LONDON(Reuters) - Sterling drifted a third of a percent higher on Friday as a generally weak dollar prompted some investors to cut their large bearish bets against the British currency.
Against the dollar, the pound rose 0.33 percent to $1.2692. Versus the euro, the pound was flat at 90.37 pence.
“Sterling is a bit volatile before the Parliament vote next month but there are a lot of cross-currents at play,” said Thu Lan Nguyen, an FX strategist at Commerzbank in Frankfurt.
Prime Minister Theresa May’s Brexit deal can be passed by the British parliament if the European Union provides clarification that the Northern Irish “backstop” will be temporary, foreign minister Jeremy Hunt said.
Overall short positions against the pound showed another increase, with total bets rising to $4.8 billion in the week ending Dec. 21, according to futures data, after a brief drop earlier this month.
A decline in the number of mortgages approved by British high street banks flattened out last month, with the first year-on-year rise since September 2017, figures from industry group UK Finance showed on Friday.

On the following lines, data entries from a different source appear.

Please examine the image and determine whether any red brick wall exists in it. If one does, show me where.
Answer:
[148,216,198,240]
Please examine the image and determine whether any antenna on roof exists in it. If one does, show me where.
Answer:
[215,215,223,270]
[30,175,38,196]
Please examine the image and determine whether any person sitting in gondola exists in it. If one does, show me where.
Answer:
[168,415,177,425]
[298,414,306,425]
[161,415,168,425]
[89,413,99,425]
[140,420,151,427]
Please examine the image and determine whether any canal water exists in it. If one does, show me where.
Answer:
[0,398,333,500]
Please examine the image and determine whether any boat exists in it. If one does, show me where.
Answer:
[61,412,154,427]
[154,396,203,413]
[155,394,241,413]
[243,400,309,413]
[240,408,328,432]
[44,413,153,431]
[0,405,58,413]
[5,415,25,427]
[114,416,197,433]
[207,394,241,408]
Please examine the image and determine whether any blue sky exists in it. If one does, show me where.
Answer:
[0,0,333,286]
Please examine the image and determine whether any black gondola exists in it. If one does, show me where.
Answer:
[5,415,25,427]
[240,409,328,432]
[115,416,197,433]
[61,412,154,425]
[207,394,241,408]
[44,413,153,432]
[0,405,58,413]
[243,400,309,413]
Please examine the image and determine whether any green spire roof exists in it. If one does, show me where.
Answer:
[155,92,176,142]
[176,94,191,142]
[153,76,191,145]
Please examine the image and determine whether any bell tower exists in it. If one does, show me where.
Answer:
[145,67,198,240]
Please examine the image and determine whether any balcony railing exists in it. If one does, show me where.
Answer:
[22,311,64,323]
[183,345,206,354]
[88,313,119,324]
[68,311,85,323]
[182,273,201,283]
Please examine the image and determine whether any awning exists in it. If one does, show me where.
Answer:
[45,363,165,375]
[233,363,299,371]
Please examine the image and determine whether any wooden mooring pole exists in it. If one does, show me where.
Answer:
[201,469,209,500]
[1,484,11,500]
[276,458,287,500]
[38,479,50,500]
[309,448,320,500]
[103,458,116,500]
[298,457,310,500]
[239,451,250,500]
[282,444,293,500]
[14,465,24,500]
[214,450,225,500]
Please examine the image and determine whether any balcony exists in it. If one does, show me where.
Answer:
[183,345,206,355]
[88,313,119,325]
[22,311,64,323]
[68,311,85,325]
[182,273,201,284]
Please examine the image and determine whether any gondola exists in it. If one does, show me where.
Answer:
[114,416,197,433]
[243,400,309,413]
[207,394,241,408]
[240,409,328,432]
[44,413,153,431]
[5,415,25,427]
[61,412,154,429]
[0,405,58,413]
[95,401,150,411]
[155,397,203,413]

So far in 2018 sterling has shed around 6 percent as investors worry Britain is headed for a disruptive divorce from its biggest trading partner.
May pulled a vote on her divorce deal earlier this month after admitting that parliament would reject it. Lawmakers are set to discuss the agreement again next month, with a vote in the week starting Jan. 14.
That is keeping currency traders on edge, with implied volatility, a gauge of expected currency swings, rising to a two-week high of 13 percent. The rise in implied options is in contrast to actual moves in the pound.